Intake is the absolute amount of dry matter consumed per unit of time (Mertens, 1994). The feed intake depends on a number of factors, including live weight, milk production level, stage of lactation, animal behavior and environment, previous feeding history, body condition, type and quality of feed ingredients and management.

The fiber content of the forage plays often an important role. It can be measured in many ways and the relations between intake and fiber content have recently been reviewed (Mertens, 1994). The forage cell wall (NDF) contains the entire structural component of forage. It was reported that a critical level of NDF was 75% of DM in sole grass diets and that a higher concentration reduces intake and animal productivity (Buxton, 1996). Consumption of dietary NDF is limited by capacity of animal, it is estimated as 1.2% of the animal’s body weight and the equation describes this relationship: DM intake (% of BW) = 1.2/NDF (% of DM) (Merterns, 1987). NDF contains mainly hemicellulose, cellulose and lignin and the ratio of these components also affect the DM intake.

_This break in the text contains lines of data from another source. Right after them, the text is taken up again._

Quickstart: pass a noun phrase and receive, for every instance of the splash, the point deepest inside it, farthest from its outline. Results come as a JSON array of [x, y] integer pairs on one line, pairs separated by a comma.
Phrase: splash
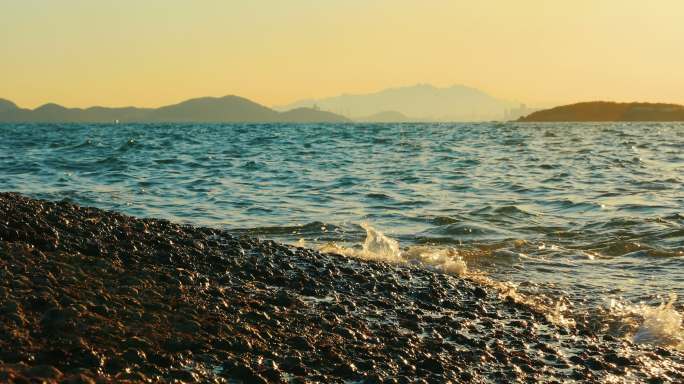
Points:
[[662, 325], [378, 246]]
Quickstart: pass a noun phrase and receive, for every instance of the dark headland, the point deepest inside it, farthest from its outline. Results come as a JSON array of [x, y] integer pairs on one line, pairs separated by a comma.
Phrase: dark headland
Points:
[[227, 109], [93, 296], [597, 111]]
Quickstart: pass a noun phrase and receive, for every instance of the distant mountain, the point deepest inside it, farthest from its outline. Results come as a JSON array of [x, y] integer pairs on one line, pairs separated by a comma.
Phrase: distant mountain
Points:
[[310, 115], [201, 110], [609, 111], [6, 105], [422, 102], [385, 117]]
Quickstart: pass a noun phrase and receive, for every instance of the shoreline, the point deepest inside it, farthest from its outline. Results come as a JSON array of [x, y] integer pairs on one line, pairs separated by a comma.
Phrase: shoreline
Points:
[[99, 296]]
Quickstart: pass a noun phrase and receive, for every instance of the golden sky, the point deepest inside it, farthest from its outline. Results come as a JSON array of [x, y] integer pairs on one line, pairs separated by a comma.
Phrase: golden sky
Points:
[[154, 52]]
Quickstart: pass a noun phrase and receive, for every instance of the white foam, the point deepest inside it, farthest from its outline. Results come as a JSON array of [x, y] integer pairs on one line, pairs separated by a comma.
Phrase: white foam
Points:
[[378, 246], [662, 325]]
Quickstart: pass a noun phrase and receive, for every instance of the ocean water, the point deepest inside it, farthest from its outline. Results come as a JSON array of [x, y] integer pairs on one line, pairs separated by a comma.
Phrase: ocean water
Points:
[[585, 219]]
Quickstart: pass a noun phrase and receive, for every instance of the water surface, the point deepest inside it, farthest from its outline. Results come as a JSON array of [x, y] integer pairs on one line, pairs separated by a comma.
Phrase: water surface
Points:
[[590, 212]]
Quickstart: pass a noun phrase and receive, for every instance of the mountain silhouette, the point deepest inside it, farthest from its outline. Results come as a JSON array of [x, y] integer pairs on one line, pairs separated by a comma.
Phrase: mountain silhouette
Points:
[[6, 105], [386, 117], [421, 102], [201, 110], [608, 111]]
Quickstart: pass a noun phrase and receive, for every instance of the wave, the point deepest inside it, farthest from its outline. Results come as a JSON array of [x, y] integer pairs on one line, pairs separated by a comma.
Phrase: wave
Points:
[[656, 325]]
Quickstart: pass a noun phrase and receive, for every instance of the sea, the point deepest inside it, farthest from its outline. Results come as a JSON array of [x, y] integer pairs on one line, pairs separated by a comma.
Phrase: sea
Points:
[[583, 220]]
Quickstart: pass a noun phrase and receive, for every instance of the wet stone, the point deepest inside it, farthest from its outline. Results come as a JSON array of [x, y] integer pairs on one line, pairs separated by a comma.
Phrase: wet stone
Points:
[[124, 299]]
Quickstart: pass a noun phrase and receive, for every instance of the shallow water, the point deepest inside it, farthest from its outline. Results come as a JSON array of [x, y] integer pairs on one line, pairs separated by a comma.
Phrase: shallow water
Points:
[[585, 212]]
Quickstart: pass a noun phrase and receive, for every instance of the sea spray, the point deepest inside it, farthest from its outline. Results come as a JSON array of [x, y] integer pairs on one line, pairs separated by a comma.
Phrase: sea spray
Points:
[[378, 246], [662, 325]]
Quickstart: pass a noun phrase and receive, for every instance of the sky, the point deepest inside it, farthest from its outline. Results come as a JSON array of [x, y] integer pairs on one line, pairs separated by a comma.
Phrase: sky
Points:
[[150, 53]]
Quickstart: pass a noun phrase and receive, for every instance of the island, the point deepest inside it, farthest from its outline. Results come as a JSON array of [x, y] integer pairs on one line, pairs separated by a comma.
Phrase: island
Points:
[[597, 111], [226, 109]]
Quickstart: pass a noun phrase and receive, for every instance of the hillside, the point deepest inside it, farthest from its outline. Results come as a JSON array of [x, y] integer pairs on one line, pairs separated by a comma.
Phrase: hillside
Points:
[[608, 111], [420, 102], [202, 110], [385, 117]]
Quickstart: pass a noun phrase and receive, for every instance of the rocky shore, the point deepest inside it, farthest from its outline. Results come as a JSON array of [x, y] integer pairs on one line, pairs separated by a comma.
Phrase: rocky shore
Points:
[[93, 296]]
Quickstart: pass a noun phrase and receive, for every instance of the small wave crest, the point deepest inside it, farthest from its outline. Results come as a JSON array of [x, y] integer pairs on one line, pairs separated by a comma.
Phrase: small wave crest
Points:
[[378, 246], [661, 325]]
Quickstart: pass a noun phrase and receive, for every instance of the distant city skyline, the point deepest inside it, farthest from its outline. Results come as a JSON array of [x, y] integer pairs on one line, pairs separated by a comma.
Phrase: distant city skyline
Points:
[[80, 53]]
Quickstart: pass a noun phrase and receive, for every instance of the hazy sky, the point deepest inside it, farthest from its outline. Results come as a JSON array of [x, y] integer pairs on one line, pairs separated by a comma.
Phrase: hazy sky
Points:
[[154, 52]]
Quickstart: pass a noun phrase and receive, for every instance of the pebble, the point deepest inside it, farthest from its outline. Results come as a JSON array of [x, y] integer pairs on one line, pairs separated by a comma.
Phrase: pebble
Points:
[[94, 296]]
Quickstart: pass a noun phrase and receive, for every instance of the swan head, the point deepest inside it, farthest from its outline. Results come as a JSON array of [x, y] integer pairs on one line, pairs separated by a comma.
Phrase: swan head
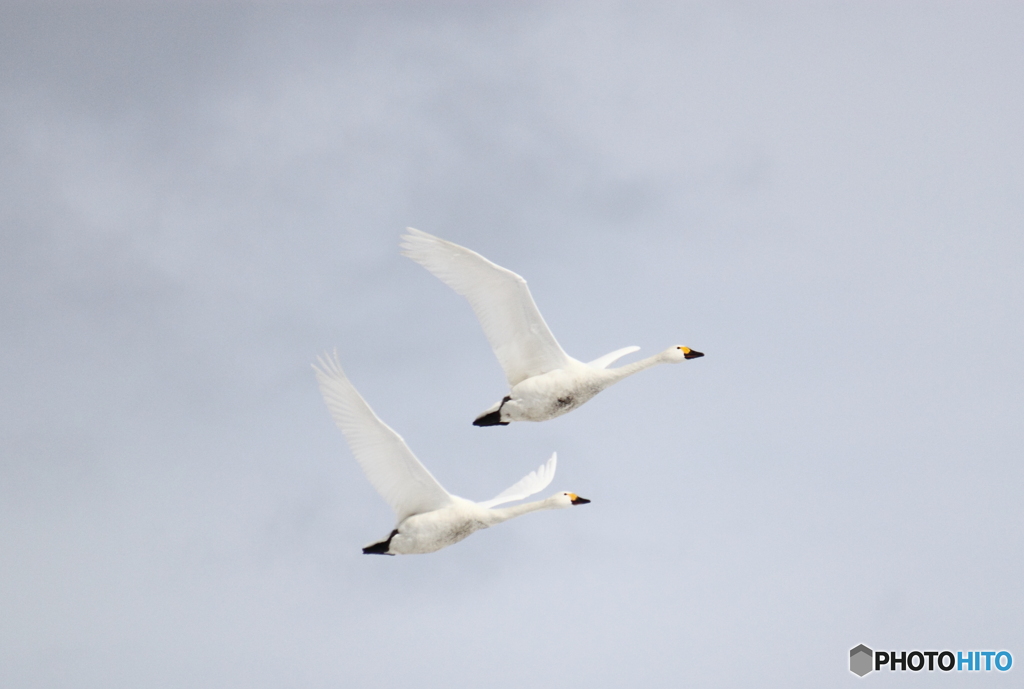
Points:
[[567, 500], [677, 354]]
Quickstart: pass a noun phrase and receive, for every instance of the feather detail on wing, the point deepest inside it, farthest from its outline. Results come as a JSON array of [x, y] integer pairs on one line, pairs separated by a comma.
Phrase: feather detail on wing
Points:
[[392, 469], [608, 359], [500, 298], [532, 482]]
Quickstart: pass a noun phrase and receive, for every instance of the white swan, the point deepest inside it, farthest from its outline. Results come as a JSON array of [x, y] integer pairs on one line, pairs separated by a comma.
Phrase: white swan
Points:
[[428, 516], [546, 382]]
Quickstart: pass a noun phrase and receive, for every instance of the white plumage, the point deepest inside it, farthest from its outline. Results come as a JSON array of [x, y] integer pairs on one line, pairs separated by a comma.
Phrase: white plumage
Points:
[[545, 381], [428, 517]]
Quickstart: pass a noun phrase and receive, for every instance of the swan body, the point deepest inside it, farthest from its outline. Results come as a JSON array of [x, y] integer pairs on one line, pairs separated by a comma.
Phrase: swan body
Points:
[[429, 518], [545, 381]]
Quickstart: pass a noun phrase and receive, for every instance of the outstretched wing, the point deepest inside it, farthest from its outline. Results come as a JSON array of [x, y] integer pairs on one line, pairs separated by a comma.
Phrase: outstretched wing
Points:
[[500, 298], [532, 482], [608, 359], [400, 479]]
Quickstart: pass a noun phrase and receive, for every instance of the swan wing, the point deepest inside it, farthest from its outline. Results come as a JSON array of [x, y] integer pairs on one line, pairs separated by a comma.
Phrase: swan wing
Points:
[[608, 359], [392, 469], [500, 298], [532, 482]]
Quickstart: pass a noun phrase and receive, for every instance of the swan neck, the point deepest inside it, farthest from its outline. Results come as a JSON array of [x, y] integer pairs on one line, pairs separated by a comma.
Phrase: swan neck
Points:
[[636, 367], [500, 514]]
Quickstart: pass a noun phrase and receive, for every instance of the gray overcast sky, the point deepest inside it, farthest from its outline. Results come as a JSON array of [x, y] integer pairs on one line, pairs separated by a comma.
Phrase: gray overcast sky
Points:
[[196, 200]]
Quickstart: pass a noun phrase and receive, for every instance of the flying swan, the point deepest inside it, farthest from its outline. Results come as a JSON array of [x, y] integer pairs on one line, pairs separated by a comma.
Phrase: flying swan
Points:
[[428, 517], [545, 381]]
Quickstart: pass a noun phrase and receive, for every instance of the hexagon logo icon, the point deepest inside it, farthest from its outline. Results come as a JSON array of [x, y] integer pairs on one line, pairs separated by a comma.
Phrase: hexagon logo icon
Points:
[[860, 659]]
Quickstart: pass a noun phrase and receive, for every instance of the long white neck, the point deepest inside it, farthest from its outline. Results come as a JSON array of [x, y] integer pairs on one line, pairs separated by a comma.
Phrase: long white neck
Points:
[[498, 515], [615, 375]]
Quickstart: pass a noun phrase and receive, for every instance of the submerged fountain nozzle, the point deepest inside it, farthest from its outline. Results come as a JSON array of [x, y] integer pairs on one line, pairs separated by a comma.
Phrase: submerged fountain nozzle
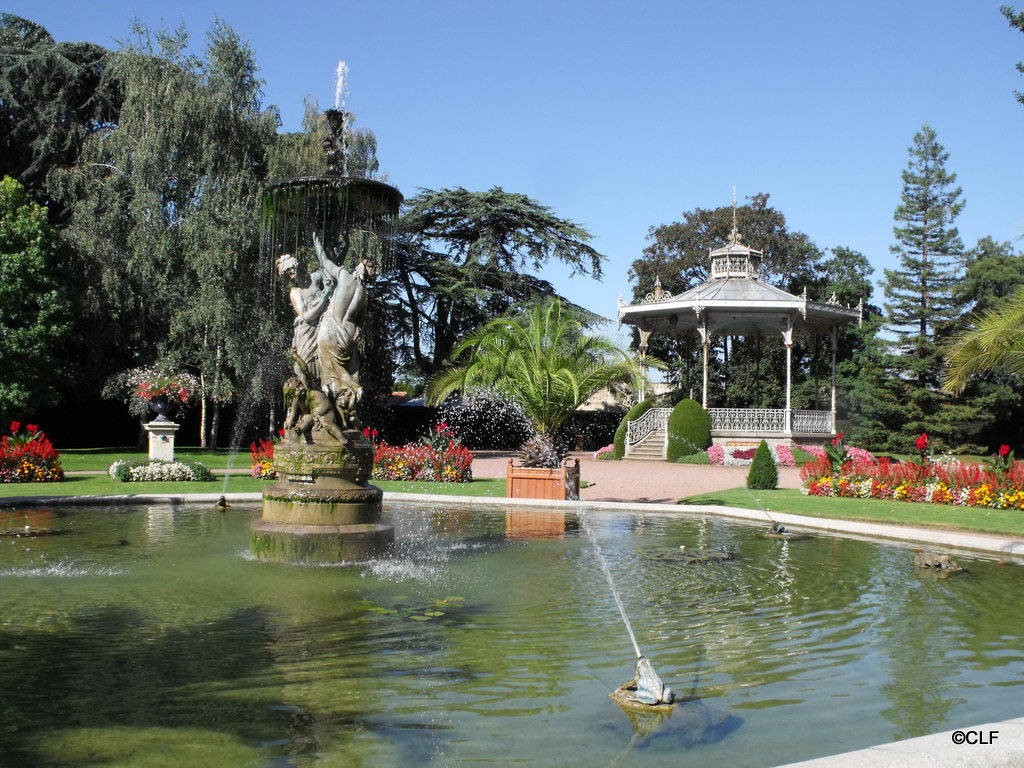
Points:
[[650, 689]]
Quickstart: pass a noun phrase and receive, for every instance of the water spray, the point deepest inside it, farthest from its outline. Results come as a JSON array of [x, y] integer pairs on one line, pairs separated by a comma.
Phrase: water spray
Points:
[[341, 85], [649, 688]]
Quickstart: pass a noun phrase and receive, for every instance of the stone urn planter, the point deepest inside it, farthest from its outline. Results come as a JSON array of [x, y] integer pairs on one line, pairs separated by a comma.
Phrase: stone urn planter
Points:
[[538, 482]]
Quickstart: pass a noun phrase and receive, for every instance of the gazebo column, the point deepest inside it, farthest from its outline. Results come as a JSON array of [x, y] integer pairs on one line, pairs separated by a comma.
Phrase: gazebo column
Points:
[[787, 340], [705, 339], [835, 340]]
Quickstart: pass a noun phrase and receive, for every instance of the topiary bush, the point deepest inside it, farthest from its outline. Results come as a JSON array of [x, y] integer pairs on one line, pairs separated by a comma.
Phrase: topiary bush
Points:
[[763, 474], [634, 413], [689, 430]]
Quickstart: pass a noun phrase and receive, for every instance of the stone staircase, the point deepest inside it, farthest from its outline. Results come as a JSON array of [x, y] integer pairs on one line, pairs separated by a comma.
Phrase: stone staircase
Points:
[[650, 449]]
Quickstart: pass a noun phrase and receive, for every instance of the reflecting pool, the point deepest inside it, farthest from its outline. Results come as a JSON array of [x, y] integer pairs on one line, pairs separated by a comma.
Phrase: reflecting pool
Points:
[[147, 636]]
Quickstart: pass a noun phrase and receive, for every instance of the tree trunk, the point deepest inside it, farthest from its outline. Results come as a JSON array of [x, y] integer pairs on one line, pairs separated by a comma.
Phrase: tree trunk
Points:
[[202, 413], [215, 424]]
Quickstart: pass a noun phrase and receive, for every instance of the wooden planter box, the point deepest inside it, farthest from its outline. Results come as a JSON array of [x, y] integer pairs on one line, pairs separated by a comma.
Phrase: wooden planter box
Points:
[[534, 482]]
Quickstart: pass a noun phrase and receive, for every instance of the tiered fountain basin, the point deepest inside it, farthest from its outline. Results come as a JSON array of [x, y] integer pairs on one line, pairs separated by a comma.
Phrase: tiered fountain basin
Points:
[[322, 509]]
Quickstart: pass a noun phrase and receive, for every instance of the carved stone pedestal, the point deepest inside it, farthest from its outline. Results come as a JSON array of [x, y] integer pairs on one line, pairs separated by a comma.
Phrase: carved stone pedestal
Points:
[[322, 509], [161, 439]]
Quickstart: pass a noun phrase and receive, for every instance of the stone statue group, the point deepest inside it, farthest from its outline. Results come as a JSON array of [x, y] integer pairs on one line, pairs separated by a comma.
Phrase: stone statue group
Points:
[[330, 306]]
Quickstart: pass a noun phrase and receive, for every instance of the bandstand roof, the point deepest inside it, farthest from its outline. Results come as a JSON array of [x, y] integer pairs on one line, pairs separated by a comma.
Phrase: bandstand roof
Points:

The protein concentration of the diet also influences on the intake of tropical forage, Intake of grass species declines rapidly when the CP concentration of the consumed forage falls below 7% (Milford and Minson, 1966). The effect on intake of adding a concentrate supplement to roughage depends on the digestibility of that roughage. If its digestibility is low total intake will be increased and if its digestibility is high then the concentrate will replace roughage, resulting in total intake lower (McDonald et al., 2002). Supplementing cassava tops silage to the grass diet tended to increase the feed intake (Aminah et al., 1999; Man and Wiktorsson, 2001) and supplementation of forage protein to low quality roughage diets improved feed intake (Merkel et al., 1999). The results in Paper II show that the sole grass intake was low and total DM intake increased when grass diet was supplemented by Kudzu foliage.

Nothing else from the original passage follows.